The purpose of Go Build Tennessee is to keep the workforce strong and steady, and that starts by inspiring young people to consider a career in the skilled trades. The initiative, which launched online on Wednesday at www.gobuildtennessee.com
and also on television, seeks to address misperceptions about the industry by educating the public about the labor shortages and highlighting opportunities in the construction craft trades.
“Today’s launch is the result of employers, industry association, educators and our legislature, working together to address an ongoing industry crisis. Go Build Tennessee’s outreach efforts will extend throughout the state to better engage and educate students – and their ‘influencers’ – about career and training opportunities in the construction industry,” said David Stansell, president of Go Build Tennessee and President of Stansell Electric Company located in Nashville.

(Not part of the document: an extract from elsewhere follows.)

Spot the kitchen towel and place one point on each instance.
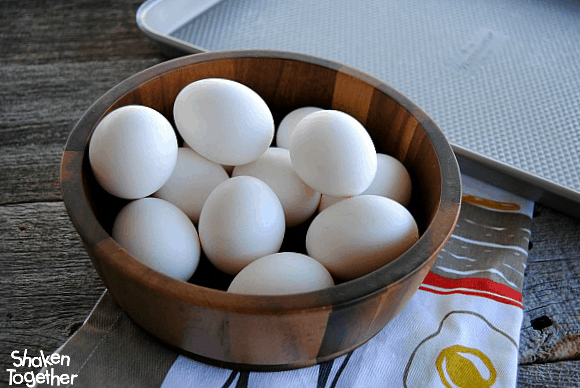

Research indicates that young people simply are not considering the construction trades as a viable career choice. As a result of both misperceptions and misunderstandings, students from junior high school through junior college, who are prime candidates for careers in the construction trades, seldom even investigate these career possibilities. Because perceptions don’t change overnight, Go Build employs a robust public relations education effort that reaches and interacts with students at multiple levels with one seamless message.
“In developing the Go Build initiative, we realized that a short term marketing blitz would never cause a paradigm shift in people’s thinking about the skilled trades,” said Bob Woods, CEO/president of Go Build. “And to truly change perceptions, we needed to find a way to appeal to millennials’ sense of purpose. So instead of lecturing them about career opportunities, we choose to inspire them around a rallying cry: Go Build.”
As part of a sustained public relations campaign, Go Build Tennessee deploys its message across a variety of mediums – including TV, print and digital advertising, an engaging website, grassroots outreach and educator tools such as trade videos, classroom materials and more.
“Go Build seeks to complement existing career technical education and apprenticeship training outreach efforts in order to recruit the next generation of skilled workers. Our goal is to do more than just publicize the problem – we’re actively working to close the skills gap,” said Mr. Stansell.
Go Build Tennessee was enacted through legislation sponsored by Rep. Ryan Williams and Sen. Jim Tracy, with industry support from the Associated Builders and Contractors, the Associated General Contractors, the Home Builders Association, and the Tennessee Road Builders Association. The program is administered by a 501(c)(3) nonprofit comprised of representatives from commercial, industrial, residential, and road building contractors and subcontractors. The $3.5 million campaign is funded solely through industry collected fees and will be administered by a 501(c)(3) nonprofit comprised of representatives from commercial, industrial, residential, and road building contractors and subcontractors.
Go Build, which was also launched in in Alabama 2010 and Georgia in 2012, has shown to have a significant impact on apprenticeship applications and first year career technical education enrollments. The program has been endorsed by the United States Department of Labor, and national ABC, AGC, CURT, CII and the Trimmer Foundation organizations.